South Africa has witnessed an explosion in cybercrime namely due to the advancement of ICT infrastructure and broadband connectivity in both the public and private sectors. A recently published paper presents a platform that is designed to target cyber threats taking place at both the surface web (Clearnet) and the dark web, which specifically target victims in South Africa.
The platform features multi-faceted cybercrime combating characteristics, including detection and identification of cybercrime related activities, prevention and minimization of cybercrimes via the sharing of relevant information, and protection of users and stakeholders against potential cybercrime activities via means of innovative proactive techniques.
A considerable percentage of cyber criminals operate from the dark web, namely the Tor network, which represents segments of the world wide web that non-tech savvy individuals have no access to, or even the knowledge that it exists. The dark web is where cyber criminals perform illegal activities including illicit drug trafficking, cryptocurrency mediated money laundering, trading stolen banking data, selling malware and ransomware, and occasionally selling firearms. Selling zero day exploits, ransomware toolkits, malware payloads, and phishing exploits is rendering it extremely easy for any individual without technical skills to engage in illegal online activities.
An overview of South Africa’s cyber crime combating platform:
The proposed cybercrime combating platform is based on the concept of community of practice (CoP), which refers to a unique group of collaborative stakeholders with similar concerns and problems, and the fascination to regularly share information and expertise on a regular basis.

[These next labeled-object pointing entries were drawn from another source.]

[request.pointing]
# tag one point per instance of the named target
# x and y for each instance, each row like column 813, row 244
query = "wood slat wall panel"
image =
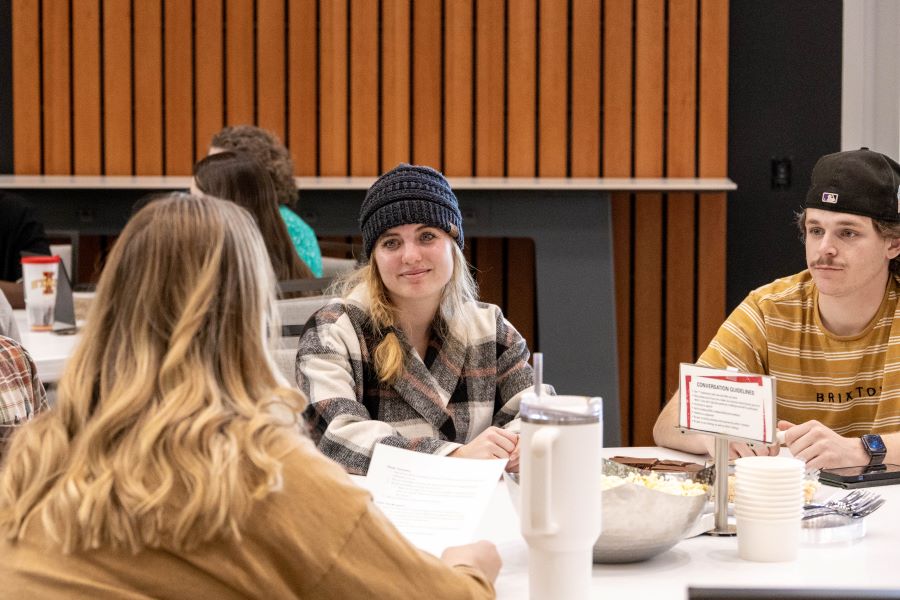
column 680, row 162
column 648, row 226
column 56, row 94
column 712, row 134
column 395, row 78
column 148, row 83
column 86, row 121
column 521, row 83
column 363, row 87
column 117, row 97
column 553, row 92
column 26, row 53
column 616, row 88
column 239, row 62
column 333, row 149
column 303, row 84
column 178, row 77
column 585, row 150
column 426, row 83
column 616, row 158
column 458, row 82
column 489, row 88
column 270, row 66
column 209, row 78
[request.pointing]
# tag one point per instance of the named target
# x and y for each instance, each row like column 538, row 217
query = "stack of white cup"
column 768, row 503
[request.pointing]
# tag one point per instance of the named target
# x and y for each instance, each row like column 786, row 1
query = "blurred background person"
column 239, row 178
column 174, row 465
column 266, row 148
column 8, row 326
column 19, row 230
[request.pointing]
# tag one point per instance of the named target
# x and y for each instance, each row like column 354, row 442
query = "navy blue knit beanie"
column 405, row 195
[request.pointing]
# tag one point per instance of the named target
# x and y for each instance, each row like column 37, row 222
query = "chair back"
column 294, row 314
column 309, row 287
column 332, row 267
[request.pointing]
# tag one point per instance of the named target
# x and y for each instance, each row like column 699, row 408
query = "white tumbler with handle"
column 561, row 439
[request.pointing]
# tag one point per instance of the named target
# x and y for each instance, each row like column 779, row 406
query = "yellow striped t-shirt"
column 849, row 383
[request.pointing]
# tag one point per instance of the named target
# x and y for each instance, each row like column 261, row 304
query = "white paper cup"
column 769, row 515
column 769, row 503
column 39, row 277
column 768, row 540
column 769, row 464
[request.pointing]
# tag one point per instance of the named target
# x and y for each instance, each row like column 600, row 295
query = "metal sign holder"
column 720, row 460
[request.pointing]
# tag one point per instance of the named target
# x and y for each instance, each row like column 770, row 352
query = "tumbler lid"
column 561, row 410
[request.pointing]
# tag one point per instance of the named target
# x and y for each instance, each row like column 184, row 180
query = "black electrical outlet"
column 781, row 173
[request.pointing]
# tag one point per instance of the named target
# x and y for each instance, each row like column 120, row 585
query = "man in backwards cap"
column 830, row 335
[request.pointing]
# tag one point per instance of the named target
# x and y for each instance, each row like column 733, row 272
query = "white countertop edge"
column 624, row 184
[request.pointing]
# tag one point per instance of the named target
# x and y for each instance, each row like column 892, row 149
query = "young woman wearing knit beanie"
column 407, row 356
column 173, row 465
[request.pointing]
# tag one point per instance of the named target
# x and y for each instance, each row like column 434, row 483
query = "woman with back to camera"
column 407, row 356
column 173, row 466
column 241, row 179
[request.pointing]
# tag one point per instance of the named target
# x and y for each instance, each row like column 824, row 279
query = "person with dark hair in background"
column 239, row 178
column 266, row 148
column 19, row 231
column 828, row 334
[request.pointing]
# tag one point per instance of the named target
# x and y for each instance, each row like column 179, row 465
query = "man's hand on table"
column 740, row 450
column 820, row 447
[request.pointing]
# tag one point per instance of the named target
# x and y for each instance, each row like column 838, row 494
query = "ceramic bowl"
column 638, row 523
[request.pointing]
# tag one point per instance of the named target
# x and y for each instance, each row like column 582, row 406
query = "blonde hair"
column 170, row 407
column 388, row 355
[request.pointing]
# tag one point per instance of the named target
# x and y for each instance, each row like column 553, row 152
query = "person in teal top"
column 304, row 239
column 266, row 148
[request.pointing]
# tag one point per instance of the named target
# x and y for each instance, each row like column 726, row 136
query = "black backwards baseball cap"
column 860, row 182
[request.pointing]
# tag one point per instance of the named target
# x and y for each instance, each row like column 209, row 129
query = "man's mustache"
column 825, row 262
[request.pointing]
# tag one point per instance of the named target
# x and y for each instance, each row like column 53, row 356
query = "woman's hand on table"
column 493, row 442
column 482, row 555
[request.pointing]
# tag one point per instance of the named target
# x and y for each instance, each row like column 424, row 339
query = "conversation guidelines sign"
column 727, row 403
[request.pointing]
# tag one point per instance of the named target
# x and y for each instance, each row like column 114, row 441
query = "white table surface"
column 708, row 561
column 50, row 351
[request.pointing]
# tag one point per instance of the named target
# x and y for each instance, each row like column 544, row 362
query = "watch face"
column 874, row 443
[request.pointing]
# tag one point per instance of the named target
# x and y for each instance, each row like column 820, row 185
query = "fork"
column 846, row 501
column 864, row 505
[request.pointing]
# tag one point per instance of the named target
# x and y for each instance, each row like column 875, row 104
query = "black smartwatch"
column 875, row 448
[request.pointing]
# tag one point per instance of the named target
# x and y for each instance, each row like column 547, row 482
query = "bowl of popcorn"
column 645, row 513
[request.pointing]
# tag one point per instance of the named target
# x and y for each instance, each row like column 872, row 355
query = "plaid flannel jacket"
column 21, row 391
column 467, row 382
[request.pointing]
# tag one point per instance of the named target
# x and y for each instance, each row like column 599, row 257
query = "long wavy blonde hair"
column 171, row 408
column 388, row 354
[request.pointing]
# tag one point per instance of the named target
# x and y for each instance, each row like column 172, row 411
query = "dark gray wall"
column 784, row 102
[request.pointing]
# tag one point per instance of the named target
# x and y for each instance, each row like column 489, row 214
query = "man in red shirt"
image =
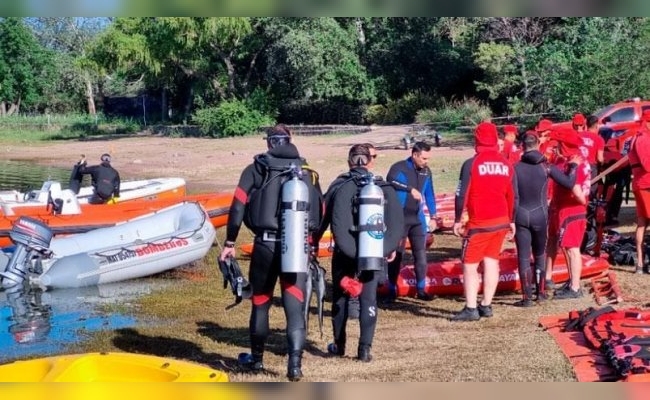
column 568, row 215
column 546, row 145
column 511, row 151
column 593, row 145
column 639, row 156
column 486, row 190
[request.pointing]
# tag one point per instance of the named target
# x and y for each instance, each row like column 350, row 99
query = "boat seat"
column 41, row 195
column 68, row 202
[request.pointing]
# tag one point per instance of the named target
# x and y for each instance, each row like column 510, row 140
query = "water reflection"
column 36, row 322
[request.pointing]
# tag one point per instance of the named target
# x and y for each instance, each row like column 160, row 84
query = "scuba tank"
column 371, row 227
column 294, row 224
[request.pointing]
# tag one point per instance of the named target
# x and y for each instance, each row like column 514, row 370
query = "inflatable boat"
column 147, row 189
column 139, row 247
column 446, row 277
column 108, row 367
column 73, row 218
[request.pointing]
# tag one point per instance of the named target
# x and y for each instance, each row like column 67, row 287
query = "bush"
column 231, row 118
column 454, row 113
column 400, row 111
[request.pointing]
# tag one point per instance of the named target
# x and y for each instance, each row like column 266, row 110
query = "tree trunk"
column 163, row 105
column 90, row 98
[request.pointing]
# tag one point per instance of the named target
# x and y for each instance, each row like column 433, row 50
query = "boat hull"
column 144, row 246
column 217, row 205
column 145, row 189
column 108, row 367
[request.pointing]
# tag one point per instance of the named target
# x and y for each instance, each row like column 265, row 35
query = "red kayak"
column 446, row 277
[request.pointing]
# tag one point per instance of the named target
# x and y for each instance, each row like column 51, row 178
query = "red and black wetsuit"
column 531, row 217
column 105, row 180
column 265, row 265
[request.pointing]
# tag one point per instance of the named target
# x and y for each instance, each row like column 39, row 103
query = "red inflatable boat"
column 446, row 277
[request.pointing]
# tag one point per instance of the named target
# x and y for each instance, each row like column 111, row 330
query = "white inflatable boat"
column 139, row 247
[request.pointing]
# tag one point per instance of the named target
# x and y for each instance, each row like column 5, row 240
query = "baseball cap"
column 544, row 125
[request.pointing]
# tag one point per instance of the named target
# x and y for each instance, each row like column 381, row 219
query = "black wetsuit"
column 531, row 215
column 344, row 265
column 105, row 180
column 404, row 176
column 265, row 265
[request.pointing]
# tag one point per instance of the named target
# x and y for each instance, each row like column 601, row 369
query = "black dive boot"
column 253, row 361
column 363, row 353
column 296, row 342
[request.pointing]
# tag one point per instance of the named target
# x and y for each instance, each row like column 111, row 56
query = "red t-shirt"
column 592, row 144
column 563, row 198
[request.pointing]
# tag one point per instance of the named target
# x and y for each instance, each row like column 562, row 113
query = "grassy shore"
column 193, row 320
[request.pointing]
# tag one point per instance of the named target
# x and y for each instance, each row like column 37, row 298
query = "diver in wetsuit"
column 341, row 212
column 531, row 218
column 256, row 203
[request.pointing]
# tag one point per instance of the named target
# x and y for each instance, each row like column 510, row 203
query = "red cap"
column 510, row 129
column 544, row 125
column 486, row 134
column 645, row 117
column 579, row 120
column 569, row 141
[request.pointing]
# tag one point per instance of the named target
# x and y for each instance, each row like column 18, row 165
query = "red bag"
column 351, row 286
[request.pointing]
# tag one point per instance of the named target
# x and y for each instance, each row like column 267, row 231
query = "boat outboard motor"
column 371, row 227
column 31, row 318
column 31, row 237
column 294, row 223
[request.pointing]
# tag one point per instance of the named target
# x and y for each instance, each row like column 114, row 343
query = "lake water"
column 34, row 322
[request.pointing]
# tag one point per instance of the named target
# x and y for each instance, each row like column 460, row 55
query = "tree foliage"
column 330, row 70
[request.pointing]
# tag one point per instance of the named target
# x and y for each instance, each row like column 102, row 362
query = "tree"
column 68, row 37
column 25, row 67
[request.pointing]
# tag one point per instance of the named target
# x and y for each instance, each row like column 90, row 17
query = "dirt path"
column 213, row 164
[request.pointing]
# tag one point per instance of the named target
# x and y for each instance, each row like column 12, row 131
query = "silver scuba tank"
column 371, row 228
column 294, row 224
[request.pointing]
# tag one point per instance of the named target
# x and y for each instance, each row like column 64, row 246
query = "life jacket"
column 345, row 209
column 623, row 336
column 263, row 205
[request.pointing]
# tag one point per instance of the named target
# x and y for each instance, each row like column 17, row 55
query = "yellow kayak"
column 108, row 367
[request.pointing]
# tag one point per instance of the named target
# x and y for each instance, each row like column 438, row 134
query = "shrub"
column 454, row 113
column 400, row 111
column 231, row 118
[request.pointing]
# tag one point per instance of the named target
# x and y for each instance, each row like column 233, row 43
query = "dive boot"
column 294, row 371
column 363, row 353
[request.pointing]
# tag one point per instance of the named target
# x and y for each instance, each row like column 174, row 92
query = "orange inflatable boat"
column 446, row 277
column 90, row 216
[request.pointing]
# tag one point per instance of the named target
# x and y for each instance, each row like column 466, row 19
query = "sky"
column 88, row 8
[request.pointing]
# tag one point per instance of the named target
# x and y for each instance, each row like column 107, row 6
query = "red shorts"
column 642, row 198
column 567, row 227
column 478, row 245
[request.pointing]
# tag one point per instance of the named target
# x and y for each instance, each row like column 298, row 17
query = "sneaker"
column 424, row 296
column 354, row 308
column 568, row 293
column 335, row 350
column 467, row 314
column 247, row 362
column 524, row 303
column 363, row 354
column 485, row 311
column 542, row 297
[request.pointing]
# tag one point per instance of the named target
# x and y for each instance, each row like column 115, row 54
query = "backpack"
column 263, row 205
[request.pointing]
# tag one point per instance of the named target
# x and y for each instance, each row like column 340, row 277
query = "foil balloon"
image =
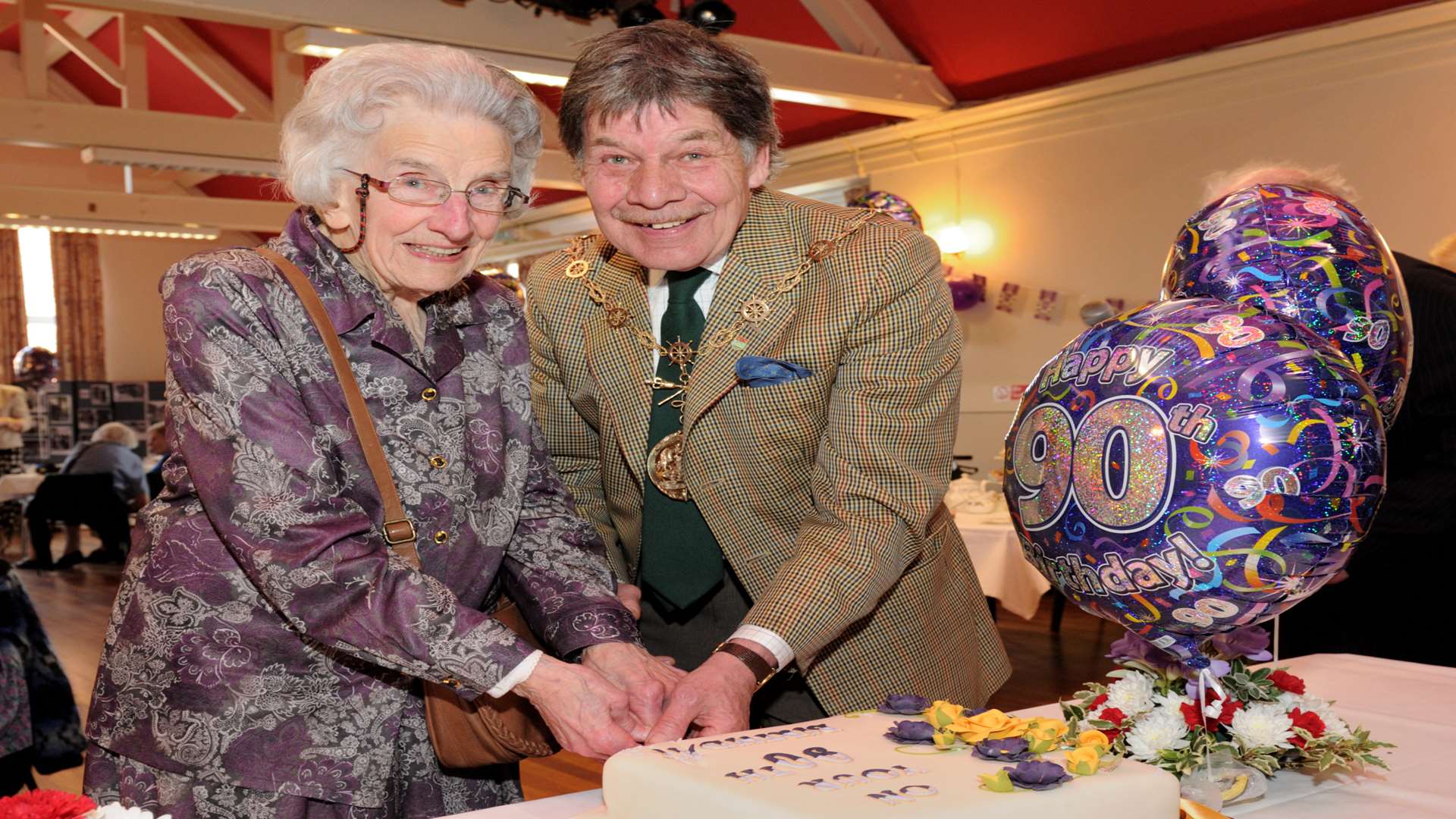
column 1194, row 466
column 889, row 203
column 1310, row 257
column 36, row 366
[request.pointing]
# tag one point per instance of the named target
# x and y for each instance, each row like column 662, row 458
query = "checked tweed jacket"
column 824, row 493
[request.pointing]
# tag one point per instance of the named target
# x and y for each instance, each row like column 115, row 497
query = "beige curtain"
column 79, row 325
column 12, row 303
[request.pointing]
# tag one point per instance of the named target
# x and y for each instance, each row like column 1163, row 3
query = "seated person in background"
column 101, row 504
column 15, row 419
column 156, row 447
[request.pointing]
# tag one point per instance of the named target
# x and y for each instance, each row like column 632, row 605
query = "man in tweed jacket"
column 821, row 493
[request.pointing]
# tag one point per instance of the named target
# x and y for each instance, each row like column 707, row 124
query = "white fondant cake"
column 843, row 767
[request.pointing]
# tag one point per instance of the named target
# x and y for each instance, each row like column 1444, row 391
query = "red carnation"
column 1286, row 681
column 1310, row 722
column 46, row 805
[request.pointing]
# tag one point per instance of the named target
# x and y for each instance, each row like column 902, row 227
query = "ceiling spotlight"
column 637, row 14
column 710, row 15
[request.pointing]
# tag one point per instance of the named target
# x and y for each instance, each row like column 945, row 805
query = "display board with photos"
column 69, row 411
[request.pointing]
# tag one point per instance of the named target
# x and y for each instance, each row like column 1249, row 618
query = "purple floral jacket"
column 264, row 634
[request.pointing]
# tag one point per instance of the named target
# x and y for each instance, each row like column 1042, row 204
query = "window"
column 39, row 286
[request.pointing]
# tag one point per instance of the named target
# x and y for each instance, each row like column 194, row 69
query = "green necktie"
column 680, row 557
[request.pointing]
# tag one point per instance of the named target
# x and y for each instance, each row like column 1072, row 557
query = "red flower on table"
column 1286, row 681
column 46, row 805
column 1225, row 717
column 1310, row 722
column 1114, row 716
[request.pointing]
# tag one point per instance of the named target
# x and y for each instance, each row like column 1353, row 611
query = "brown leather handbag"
column 466, row 735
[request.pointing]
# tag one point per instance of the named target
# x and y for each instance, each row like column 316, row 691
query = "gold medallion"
column 680, row 353
column 664, row 465
column 755, row 311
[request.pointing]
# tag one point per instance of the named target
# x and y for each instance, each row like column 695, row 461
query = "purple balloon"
column 1194, row 466
column 886, row 202
column 1310, row 257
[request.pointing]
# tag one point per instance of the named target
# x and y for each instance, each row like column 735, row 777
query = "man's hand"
column 584, row 711
column 645, row 679
column 714, row 697
column 631, row 598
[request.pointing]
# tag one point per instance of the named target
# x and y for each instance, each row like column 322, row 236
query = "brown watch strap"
column 761, row 668
column 398, row 531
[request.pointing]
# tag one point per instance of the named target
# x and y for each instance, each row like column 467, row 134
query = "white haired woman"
column 265, row 649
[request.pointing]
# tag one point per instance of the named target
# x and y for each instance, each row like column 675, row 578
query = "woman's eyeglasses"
column 413, row 188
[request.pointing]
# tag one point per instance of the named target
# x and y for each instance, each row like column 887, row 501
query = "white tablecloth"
column 999, row 563
column 18, row 485
column 1404, row 703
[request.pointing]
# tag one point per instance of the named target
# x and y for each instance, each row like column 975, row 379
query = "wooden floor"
column 74, row 608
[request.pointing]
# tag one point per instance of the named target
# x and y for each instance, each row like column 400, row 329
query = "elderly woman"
column 265, row 651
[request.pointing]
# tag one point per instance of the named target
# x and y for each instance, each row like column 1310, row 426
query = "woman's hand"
column 584, row 711
column 647, row 681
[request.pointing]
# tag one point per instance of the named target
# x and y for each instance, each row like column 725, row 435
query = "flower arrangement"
column 1001, row 738
column 60, row 805
column 46, row 805
column 1261, row 719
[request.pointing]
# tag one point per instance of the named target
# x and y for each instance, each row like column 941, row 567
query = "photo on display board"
column 58, row 409
column 61, row 441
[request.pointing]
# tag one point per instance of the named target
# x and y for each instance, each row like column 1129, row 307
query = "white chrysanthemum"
column 115, row 811
column 1263, row 725
column 1163, row 729
column 1131, row 694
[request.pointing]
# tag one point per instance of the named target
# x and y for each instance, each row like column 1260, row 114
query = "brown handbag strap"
column 398, row 529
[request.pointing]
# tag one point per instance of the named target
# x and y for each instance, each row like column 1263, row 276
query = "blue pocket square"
column 756, row 371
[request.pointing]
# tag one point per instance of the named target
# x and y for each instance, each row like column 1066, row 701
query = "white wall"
column 130, row 273
column 1090, row 200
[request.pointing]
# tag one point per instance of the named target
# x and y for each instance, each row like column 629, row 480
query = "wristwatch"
column 761, row 668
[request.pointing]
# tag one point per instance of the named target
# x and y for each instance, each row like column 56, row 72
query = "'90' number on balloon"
column 1117, row 465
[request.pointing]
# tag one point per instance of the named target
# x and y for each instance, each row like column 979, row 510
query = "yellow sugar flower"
column 1094, row 739
column 987, row 725
column 1084, row 761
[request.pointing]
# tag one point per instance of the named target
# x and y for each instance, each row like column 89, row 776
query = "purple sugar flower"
column 903, row 704
column 1014, row 749
column 1037, row 776
column 912, row 732
column 1250, row 643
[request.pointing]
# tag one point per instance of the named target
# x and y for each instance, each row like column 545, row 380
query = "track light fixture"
column 708, row 15
column 711, row 15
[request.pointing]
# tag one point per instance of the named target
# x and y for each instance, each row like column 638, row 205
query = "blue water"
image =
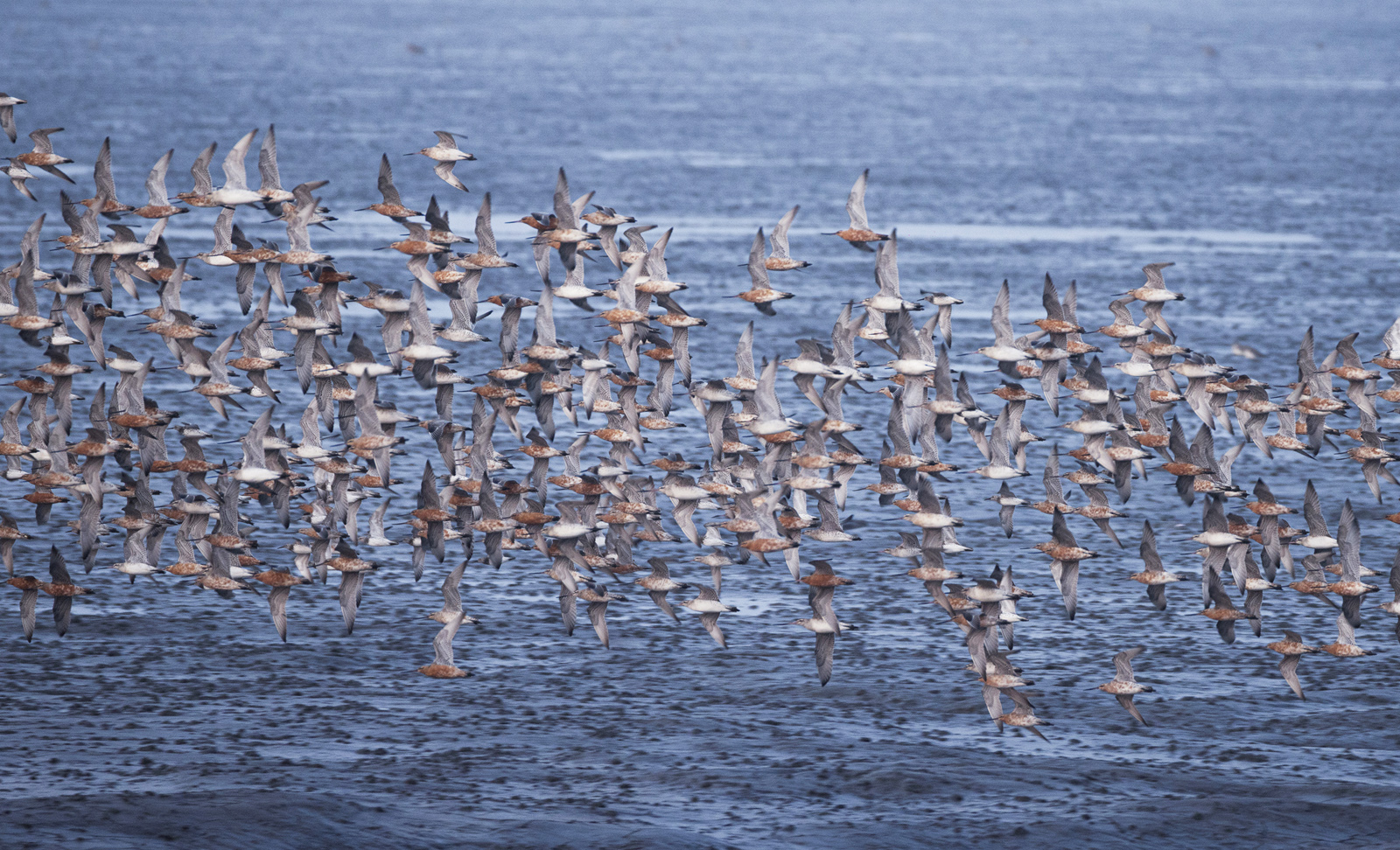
column 1250, row 143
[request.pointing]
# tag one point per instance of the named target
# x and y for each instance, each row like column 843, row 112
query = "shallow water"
column 1252, row 144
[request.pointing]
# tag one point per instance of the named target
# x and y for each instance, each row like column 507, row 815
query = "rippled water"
column 1252, row 144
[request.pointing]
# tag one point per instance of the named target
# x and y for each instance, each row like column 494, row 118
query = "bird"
column 91, row 456
column 709, row 606
column 1292, row 649
column 598, row 596
column 443, row 665
column 445, row 154
column 1124, row 686
column 860, row 233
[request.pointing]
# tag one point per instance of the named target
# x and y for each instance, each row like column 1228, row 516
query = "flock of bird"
column 756, row 480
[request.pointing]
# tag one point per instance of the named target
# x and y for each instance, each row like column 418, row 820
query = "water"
column 1252, row 144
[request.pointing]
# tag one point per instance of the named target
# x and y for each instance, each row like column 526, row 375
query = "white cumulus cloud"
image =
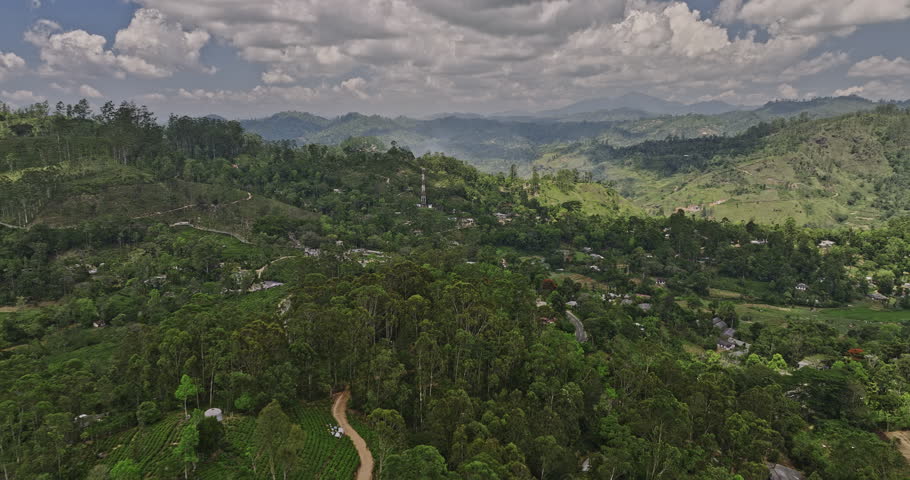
column 878, row 66
column 149, row 47
column 21, row 97
column 89, row 92
column 10, row 63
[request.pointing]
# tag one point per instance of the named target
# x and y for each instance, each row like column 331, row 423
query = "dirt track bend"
column 339, row 411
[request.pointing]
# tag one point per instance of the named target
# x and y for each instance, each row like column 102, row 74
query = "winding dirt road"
column 339, row 411
column 580, row 334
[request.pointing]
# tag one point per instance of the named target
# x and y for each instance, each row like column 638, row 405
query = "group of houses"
column 727, row 341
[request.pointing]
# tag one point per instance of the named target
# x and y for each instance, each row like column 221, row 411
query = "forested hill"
column 150, row 274
column 495, row 143
column 849, row 170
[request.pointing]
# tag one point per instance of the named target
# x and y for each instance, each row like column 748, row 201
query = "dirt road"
column 580, row 334
column 339, row 411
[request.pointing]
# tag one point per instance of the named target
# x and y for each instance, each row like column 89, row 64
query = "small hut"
column 214, row 412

The platform’s CoP will include governmental cybercrime investigation personnel, businesses interested in boosting the cyber security of their organizational networks, and state sponsored individual ethical hackers.
The platform will include a special online portal that facilitates the sharing of information related to cyber security threats including identified zero day exploits, malware, ransomware, darknet marketplaces with a large number of vendors in South Africa, South African darknet vendor shops, and information related to hacking groups and cyber criminals operating within South Africa.
The South African CoP cybercrime combating platform will be pillared on the following:
– Governmental cyber security professionals, business experts, state sponsored ethical hackers, and other relevant entities
– Special focus on social learning and information sharing, rather than a solid framework and design
– A specially designed dark web crawler fed with special keywords and programmed to alert all platform participants whenever suspicious content relevant to South African cyber security threats emerge, e.g. South African banks, healthcare facilities, online banking applications, etc, which can point to stolen data being traded on darknet marketplaces, forums, or other forms of hidden services on the Tor network, Freenet, and I2P. A special application that combines data retrieved from multiple surface web search engines can be implemented to perform similar tasks on targeted Clearnet black hat forums and other cybercrime related websites.
– A special sector of the platform will specialize in taking down highly dangerous Clearnet and dark web forums and marketplaces. Adopted strategies can include blockage of the IP address of the service by South African ISPs (for Clearnet websites) and the launching of DDoS attacks via a state sponsored booter or IP stressor, or even relying on commercially available online services whenever needed.
– A rewarding system that entices businesses and individuals to engage actively in the platform. For example, creating bounties for identifying certain cyber criminals, taking down websites distributing malware, shutting down darknet marketplaces with a large number of vendors in South Africa, etc. The platform will create “quests” on a regular basis that involve targeting relevant cyber threats with a pre-defined bounty for the winner.
The platform will include a group of applicable learning cyber security topics for all participants. It will also involve established periodicity with predefined security objectives for all participants. It will also feature a schedule of training and learning events to enlighten participants of emerging cyber threats.